Nel corso della notte il Consiglio dei Ministri ha dato il via libera ai primi undici decreti attuativi della riforma Madia della Pubblica Amministrazione. Il Consiglio dei Ministri è iniziato poco prima delle dieci di ieri sera ed è terminato in piena notte (la consueta conferenza stampa è prevista questa mattina). È stata la stessa ministra Marianna Madia, con un tweet nella notte, a sancire le riforme approvate: “Cittadinanza digitale, taglio partecipate, riduzione tempi burocratici per investimenti. Con decreti attuativi oggi uno Stato più semplice”. I decreti attuativi, che passeranno ora al vaglio del Parlamento, prevedono interventi che vanno dalla scuola al taglio delle partecipate e alla stretta sui licenziamenti dei furbetti della Pubblica Amministrazione. 

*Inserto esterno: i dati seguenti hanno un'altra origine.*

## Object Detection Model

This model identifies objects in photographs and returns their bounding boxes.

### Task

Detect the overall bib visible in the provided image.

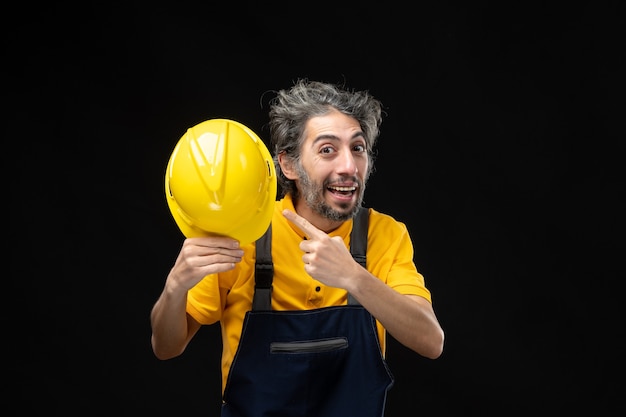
[221,208,393,417]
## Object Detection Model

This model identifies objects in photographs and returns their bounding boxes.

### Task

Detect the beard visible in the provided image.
[296,163,365,222]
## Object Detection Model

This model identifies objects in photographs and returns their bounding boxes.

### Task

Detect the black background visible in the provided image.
[2,1,626,416]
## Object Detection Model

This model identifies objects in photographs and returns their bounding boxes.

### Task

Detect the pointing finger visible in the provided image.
[283,209,324,238]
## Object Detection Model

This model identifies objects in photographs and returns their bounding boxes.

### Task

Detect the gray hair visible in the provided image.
[269,79,382,200]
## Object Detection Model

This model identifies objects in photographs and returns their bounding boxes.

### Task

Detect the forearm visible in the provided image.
[150,280,195,359]
[349,269,444,359]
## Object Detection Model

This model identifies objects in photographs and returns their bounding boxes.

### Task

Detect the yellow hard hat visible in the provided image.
[165,119,277,245]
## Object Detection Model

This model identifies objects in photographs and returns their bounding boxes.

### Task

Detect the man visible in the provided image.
[151,80,444,417]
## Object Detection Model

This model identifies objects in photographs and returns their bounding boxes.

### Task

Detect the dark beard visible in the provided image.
[296,164,365,222]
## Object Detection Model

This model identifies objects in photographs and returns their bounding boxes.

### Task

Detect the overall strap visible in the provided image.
[252,207,369,310]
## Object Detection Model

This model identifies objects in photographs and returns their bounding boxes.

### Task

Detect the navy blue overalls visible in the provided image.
[221,208,393,417]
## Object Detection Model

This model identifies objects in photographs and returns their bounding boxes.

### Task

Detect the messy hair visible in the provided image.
[269,79,382,196]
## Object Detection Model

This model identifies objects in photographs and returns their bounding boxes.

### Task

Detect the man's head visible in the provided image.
[269,80,382,221]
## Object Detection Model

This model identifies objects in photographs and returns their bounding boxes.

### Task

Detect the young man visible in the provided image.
[151,80,444,417]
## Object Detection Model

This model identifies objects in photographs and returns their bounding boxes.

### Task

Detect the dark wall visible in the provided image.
[7,2,626,416]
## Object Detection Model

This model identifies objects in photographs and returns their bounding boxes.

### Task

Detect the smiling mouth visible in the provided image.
[327,186,357,195]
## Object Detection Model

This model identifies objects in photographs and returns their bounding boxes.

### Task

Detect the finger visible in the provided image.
[283,209,326,239]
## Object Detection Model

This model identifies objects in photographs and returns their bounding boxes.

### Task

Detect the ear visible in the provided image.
[278,152,298,180]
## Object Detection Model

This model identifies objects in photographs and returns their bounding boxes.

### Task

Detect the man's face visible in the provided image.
[294,111,369,221]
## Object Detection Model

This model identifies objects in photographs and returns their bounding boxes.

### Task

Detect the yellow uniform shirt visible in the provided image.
[187,196,431,390]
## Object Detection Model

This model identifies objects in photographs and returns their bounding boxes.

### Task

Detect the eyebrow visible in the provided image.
[313,131,365,144]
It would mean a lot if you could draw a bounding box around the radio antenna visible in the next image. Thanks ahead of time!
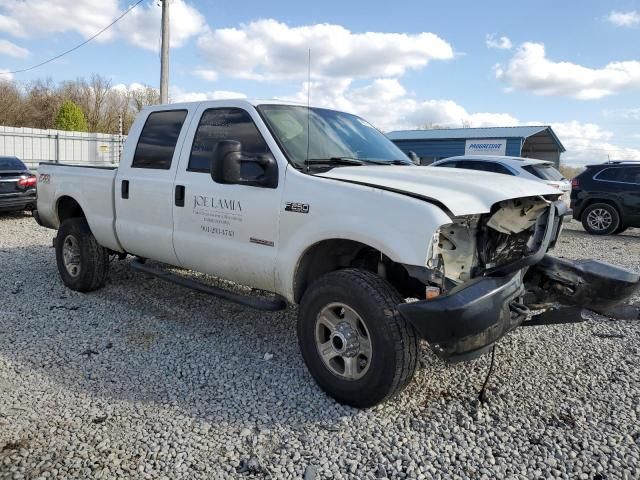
[304,48,311,172]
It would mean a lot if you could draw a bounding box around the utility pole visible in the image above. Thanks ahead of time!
[160,0,171,103]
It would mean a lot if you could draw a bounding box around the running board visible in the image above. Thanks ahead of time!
[131,260,287,312]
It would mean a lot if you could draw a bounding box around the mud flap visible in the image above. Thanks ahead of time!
[525,255,640,316]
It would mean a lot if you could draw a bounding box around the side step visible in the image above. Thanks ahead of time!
[131,260,287,312]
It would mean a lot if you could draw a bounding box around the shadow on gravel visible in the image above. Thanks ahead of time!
[0,246,388,425]
[0,210,33,218]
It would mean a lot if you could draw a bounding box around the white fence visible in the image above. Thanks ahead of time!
[0,126,125,168]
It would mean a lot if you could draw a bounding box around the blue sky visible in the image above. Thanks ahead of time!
[0,0,640,164]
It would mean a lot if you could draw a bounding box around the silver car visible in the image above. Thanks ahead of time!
[430,155,571,204]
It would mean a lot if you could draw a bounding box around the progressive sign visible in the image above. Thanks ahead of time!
[464,138,507,155]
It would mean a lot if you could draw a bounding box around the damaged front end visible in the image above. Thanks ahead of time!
[398,197,640,362]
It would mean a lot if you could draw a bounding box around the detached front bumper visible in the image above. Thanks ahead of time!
[398,202,640,362]
[398,271,528,362]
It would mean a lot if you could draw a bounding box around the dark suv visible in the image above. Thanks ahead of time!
[571,162,640,235]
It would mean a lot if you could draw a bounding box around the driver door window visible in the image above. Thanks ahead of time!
[187,108,270,179]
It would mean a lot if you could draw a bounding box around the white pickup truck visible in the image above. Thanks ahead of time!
[34,100,640,407]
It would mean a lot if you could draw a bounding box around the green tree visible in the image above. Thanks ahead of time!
[55,100,87,132]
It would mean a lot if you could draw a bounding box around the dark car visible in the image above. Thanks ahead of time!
[0,157,36,212]
[571,162,640,235]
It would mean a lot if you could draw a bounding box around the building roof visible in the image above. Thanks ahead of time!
[387,125,565,152]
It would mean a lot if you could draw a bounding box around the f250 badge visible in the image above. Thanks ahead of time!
[284,202,309,213]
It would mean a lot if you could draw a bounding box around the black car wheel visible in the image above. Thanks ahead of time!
[581,203,620,235]
[298,269,419,408]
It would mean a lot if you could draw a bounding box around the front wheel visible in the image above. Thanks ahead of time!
[581,203,620,235]
[298,269,419,408]
[56,218,109,292]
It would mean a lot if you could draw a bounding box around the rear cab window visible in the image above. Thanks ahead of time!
[131,110,187,170]
[0,157,27,170]
[522,165,565,182]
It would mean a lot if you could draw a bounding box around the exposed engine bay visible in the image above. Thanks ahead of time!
[427,197,553,286]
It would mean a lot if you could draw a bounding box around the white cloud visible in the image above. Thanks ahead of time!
[551,120,640,165]
[607,10,640,27]
[485,33,513,50]
[0,39,30,58]
[0,0,119,38]
[193,68,218,82]
[0,0,206,51]
[117,0,206,51]
[169,87,247,103]
[0,15,26,37]
[198,19,454,80]
[495,42,640,100]
[603,107,640,120]
[284,78,518,131]
[286,79,640,165]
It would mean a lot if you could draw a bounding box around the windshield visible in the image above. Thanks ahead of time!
[258,105,412,168]
[522,165,565,182]
[0,157,27,170]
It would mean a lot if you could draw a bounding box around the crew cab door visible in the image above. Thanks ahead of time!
[172,104,284,290]
[115,109,192,265]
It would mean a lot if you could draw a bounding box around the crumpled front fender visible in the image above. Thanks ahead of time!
[525,255,640,314]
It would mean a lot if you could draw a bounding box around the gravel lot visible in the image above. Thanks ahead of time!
[0,214,640,479]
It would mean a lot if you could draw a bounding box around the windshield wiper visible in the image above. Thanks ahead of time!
[305,157,364,165]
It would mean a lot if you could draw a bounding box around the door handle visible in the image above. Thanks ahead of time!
[174,185,184,207]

Tra i decreti anche la riforma dei porti all'accorpamento del corpo forestale ai carabinieri. Inoltre, il Cdm ha approvato la riforma delle classi di concorso, attesa dagli insegnanti, e ha approvato le nomine di Carlo Calenda alla guida della delegazione italiana a Bruxelles e di Maria Angela Zappia, attuale ambasciatrice presso la Nato, a nuovo consigliere diplomatico di Palazzo Chigi. Ecco le principali novità previste: Riforma Pubblica Amministrazione – Il dipendente pubblico scoperto a falsificare la sua presenza in servizio sarà punito entro 48 ore con la sospensione dall'incarico e dalla retribuzione. Se l'illecito non verrà denunciato il dirigente rischia pesanti sanzioni fino al licenziamento. Iter accelerato per l'espulsione: entro un mese il procedimento per il licenziamento dovrà chiudersi. Previsti i danni di immagine: in caso di condanna da parte della Corte dei conti, dovrà versare non meno di 6 mesi di stipendio. A rischio anche coloro che abbiano agevolato con la loro condotta il comportamento fraudolento.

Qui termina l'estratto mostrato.